While the subsidised price of a liquefied petroleum gas (LPG) cylinder is Rs345, its actual market price is around Rs650. Last year, the government had to pay Rs22,000 crore as subsidy on cooking gas.
“The only way to control the subsidy outgo on LPG is to fix the number of subsidised cylinders,” a member of a task force headed by IT professional Nandan Nilekani told HT. The task force is working on direct transfer of subsidies on kerosene, LPG and fertilisers.
“The eligibility criteria to fix the number of subsidised LPG cylinders a year will be linked to the consumer’s paying capacity,” the member added.
At present, there are no such eligibility criteria.
The task force, formed by finance minister Pranab Mukherjee while presenting Budget proposals for 2011-12, met on March 8 and 16 and will submit its final report by June-end.

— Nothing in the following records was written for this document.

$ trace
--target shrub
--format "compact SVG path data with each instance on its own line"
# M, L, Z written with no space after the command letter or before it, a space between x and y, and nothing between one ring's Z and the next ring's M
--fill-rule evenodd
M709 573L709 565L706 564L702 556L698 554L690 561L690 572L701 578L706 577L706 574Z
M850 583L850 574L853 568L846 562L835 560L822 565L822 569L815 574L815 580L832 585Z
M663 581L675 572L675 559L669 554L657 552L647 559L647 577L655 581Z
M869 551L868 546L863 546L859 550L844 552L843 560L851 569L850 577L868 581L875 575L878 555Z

The member said state-owned oil companies had been asked to work on a pilot project for direct transfer of LPG subsidies to the intended beneficiaries by utilising the unique identification number platform.
There are 12.5 crore household LPG connections in India which at present cover 50% of the country’s population.
Although LPG is a free-market product, the pricing of both domestic LPG and PDS kerosene is controlled by the government and oil marketing companies (OMCs). And unlike kerosene, checking diversion of domestic LPG for commercial use is not a problem as the OMCs have a computerised database of consumers for easy monitoring.